Sarı Basın Kartı’nın, Basın Yayın ve Enformasyon Genel Müdürlüğü’nce (BYEGM) verilmesine halihazırda tepkili olan basın meslek örgütleri, yetkinin Cumhurbaşkanlığına devredilmesiyle yanlışın büyüdüğünü ifade ediyor.
Sendikalar, basın kartının, meslek örgütlerinin oluşturduğu bir komisyonca, kendi oluşturdukları ilkelere göre verilmesi gerektiği düşüncesinde.
Bianet’ten Ayça Söylemez, Türkiye Gazeteciler Sendikası (TGS) Genel Başkanı Gökhan Durmuş, DİSK Basın İş Genel Başkanı Faruk Eren ve KESK’e bağlı Haber Sen Merkez Yönetim Kurulu Üyesi Burak Ustaoğlu ile yeni düzenlemeyi ve çözüm önerilerini konuştu. Sendika yöneticileri konuyla ilgili olarak şunları söyledi:
Durmuş: Basın kartını, sendikalar vermeli
“Sistemde sadece kurum değişikliği oldu; Başbakanlığa bağlıydı, şimdi Cumhurbaşkanlığına bağlandı. Oysa gelişmiş ülkelerde gazetecilere basın kartını, üyesi olduğu sendikalar veriyor. Türkiye’de de olması gereken, kartı, gazetecilerin bağlı bulundukları sendikaların vermesi.

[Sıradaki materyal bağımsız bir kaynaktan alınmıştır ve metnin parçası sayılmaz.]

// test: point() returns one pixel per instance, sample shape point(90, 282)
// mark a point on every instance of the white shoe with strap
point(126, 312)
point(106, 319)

“TGS olarak Sarı Basın Kartı komisyonunda temsil ediliyoruz ancak gazetecilerin başvuruları her ne kadar komisyondan geçiyor olsa da BYEGM Genel Müdürünün onaylamadığı hiç kimse basın kartı alamıyordu. Bu uygulamada zaten keyfiyet vardı. Bu keyfiyete karşı, basın kartı inisiyatifi sendikalarda olmalı. Bir kişi sendikaya üye olabiliyorsa zaten gazetecidir. Avrupa’da da uygulama böyle. Etik olanı da, gazeteciye sendikaların kartı vermesi olur.
“Zaten Türkiye’de gazetecinin bir olayı izlememesi isteniyorsa ne kurum kartı ne Sarı Basın Kartı işe yarıyor. Bunun değişmesi için de kurum kartının kabulünden öte gazeteciliğe bakışın değişmesi gerekiyor. Çözüm önerimiz uygulanıp kartları sendikalar verdiğinde, kurum kartlarına da ihtiyaç olmayacak.
“Ayrıca, gazetecilerin Sarı Basın Kartı için bekleme süresi var. Ama gazeteci sigortası yapıldığında sendikaya da üye olup basın kartını alabilir. Böylelikle bekleme süresi sorunu da çözülmüş olur.”
Eren: Keyfiyet daha da artacak
“Sarı Basın Kartı’nın Cumhurbaşkanlığına devredilmesi, varolan sorunun katmerli hale gelmesi demek. Başbakanlık kartı keyfi veriyordu, bu keyfiyet daha da artacak.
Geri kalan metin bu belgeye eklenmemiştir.